The artifact bundle, verification, archive, and diagnostic commands are
maintainer-facing tools for producing and checking release assets. They are
documented in [docs/development.md](docs/development.md) and
[docs/release_process.md](docs/release_process.md).

## Documentation

- [Project documentation](https://tagucci.github.io/moine/)
- [Installation](https://tagucci.github.io/moine/installation/)
- [Python usage](https://tagucci.github.io/moine/usage/)
- [API reference](https://tagucci.github.io/moine/api/)
- [Rust usage](https://tagucci.github.io/moine/rust/)
- [Dictionary artifacts](https://tagucci.github.io/moine/artifacts/)
- [Browser demo](https://tagucci.github.io/moine/demo/)
- [Rust docs](https://docs.rs/moine)

Developer and maintainer notes live under [docs/](docs/), starting with
[docs/development.md](docs/development.md) and
[docs/release_process.md](docs/release_process.md).
See [CONTRIBUTING.md](CONTRIBUTING.md) before opening pull requests.
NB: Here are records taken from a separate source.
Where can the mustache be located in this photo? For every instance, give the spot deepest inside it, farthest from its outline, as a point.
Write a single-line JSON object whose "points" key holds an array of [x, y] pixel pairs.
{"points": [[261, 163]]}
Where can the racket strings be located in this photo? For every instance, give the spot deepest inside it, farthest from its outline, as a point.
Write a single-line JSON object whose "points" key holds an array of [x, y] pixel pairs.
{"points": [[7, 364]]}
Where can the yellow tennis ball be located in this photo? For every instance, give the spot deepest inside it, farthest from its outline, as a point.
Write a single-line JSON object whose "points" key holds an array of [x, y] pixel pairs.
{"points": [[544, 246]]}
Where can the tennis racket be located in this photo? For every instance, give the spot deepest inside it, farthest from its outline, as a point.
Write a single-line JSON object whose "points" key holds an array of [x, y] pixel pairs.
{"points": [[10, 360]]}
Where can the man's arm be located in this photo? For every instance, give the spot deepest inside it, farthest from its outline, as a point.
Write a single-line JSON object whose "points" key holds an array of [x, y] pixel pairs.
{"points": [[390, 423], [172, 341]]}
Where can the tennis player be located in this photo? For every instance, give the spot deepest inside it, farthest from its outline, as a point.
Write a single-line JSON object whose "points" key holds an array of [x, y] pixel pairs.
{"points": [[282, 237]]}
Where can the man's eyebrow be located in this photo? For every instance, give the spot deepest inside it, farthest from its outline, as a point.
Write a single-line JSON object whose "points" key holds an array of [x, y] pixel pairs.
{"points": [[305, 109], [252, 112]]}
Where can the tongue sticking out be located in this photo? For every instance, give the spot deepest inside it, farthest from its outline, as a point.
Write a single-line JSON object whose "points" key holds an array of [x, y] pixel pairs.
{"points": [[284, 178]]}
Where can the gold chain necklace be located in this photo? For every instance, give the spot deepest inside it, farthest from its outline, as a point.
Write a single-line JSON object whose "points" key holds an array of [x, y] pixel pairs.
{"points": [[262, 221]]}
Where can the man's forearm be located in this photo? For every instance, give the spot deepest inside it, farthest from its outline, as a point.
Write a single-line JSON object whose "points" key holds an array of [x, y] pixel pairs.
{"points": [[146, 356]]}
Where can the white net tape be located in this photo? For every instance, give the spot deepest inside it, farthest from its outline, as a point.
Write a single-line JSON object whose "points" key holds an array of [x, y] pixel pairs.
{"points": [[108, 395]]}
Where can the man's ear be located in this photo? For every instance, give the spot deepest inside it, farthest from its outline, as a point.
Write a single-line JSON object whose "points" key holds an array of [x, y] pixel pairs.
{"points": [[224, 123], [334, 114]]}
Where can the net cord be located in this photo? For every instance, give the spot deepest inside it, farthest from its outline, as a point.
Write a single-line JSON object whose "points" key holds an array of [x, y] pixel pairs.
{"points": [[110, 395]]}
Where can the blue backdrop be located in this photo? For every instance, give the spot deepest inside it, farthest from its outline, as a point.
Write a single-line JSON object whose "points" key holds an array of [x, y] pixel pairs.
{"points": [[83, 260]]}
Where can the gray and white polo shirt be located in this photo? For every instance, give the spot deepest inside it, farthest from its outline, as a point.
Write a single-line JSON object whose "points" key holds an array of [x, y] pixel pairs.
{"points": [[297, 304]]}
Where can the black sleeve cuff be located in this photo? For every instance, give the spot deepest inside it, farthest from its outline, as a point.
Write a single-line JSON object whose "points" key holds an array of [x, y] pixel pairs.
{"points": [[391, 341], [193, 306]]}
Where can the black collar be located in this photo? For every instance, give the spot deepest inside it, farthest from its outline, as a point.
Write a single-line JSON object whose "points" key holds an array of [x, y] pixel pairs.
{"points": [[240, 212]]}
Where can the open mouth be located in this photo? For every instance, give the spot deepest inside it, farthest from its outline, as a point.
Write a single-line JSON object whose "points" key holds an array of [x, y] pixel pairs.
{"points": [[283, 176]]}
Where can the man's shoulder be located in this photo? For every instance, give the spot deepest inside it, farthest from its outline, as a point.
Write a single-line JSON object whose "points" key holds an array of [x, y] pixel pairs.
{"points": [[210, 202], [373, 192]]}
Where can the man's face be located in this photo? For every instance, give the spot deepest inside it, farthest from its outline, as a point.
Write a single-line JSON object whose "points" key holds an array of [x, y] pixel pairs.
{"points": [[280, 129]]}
## How It Differs From RapidFuzz

RapidFuzz is the better fit when both inputs should be compared directly as
surface strings and you need a broad set of highly optimized fuzzy-matching
scorers. mòine focuses on a narrower problem: comparing strings through
possible reading paths before edit distance is computed.

## Limitations

- mòine does not reproduce the original paper's private search-query-log
  evaluation.
- Dictionary-backed comparison requires separately distributed dictionary
  artifacts.
- UniDic matching intentionally does not use MeCab/Viterbi costs.
- Chinese support is Mandarin pinyin only; it does not model Cantonese/Jyutping
  or non-Mandarin readings.
- `processor`, `score_hint`, NumPy dtype options, and worker parallelism are not
  part of the initial `cdist` API.

## Reference

> [!CAUTION]
> This project is not the official implementation by the paper author.

```bibtex
@inproceedings{kaji-2023-lattice,
    title = "Lattice Path Edit Distance: A {R}omanization-aware Edit Distance for Extracting Misspelling-Correction Pairs from {J}apanese Search Query Logs",
    author = "Kaji, Nobuhiro",
    editor = "Wang, Mingxuan  and
      Zitouni, Imed",
    booktitle = "Proceedings of the 2023 Conference on Empirical Methods in Natural Language Processing: Industry Track",
    month = dec,
    year = "2023",
    address = "Singapore",
    publisher = "Association for Computational Linguistics",
    url = "https://aclanthology.org/2023.emnlp-industry.24/",
    doi = "10.18653/v1/2023.emnlp-industry.24",
    pages = "233--242",
    abstract = "Edit distance has been successfully used to extract training data, i.e., misspelling-correction pairs, of spelling correction models from search query logs in languages including English. However, the success does not readily apply to Japanese, where misspellings are often dissimilar to correct spellings due to the romanization-based input methods. To address this problem, we introduce lattice path edit distance, which utilizes romanization lattices to efficiently consider all possible romanized forms of input strings. Empirical experiments using Japanese search query logs demonstrated that the lattice path edit distance outperformed baseline methods including the standard edit distance combined with an existing transliterator and morphological analyzer. A training data collection pipeline that uses the lattice path edit distance has been deployed in production at our search engine for over a year."
}
```

## License

mòine source code is licensed under either MIT or Apache-2.0. See
[LICENSE-MIT](LICENSE-MIT) and [LICENSE-APACHE](LICENSE-APACHE).

Dictionary data is separate. UniDic-derived and CC-CEDICT-derived artifacts
carry their own license and attribution metadata, and should keep dictionary
license information separate from the mòine source-code license. See
[THIRD_PARTY_NOTICES.md](THIRD_PARTY_NOTICES.md).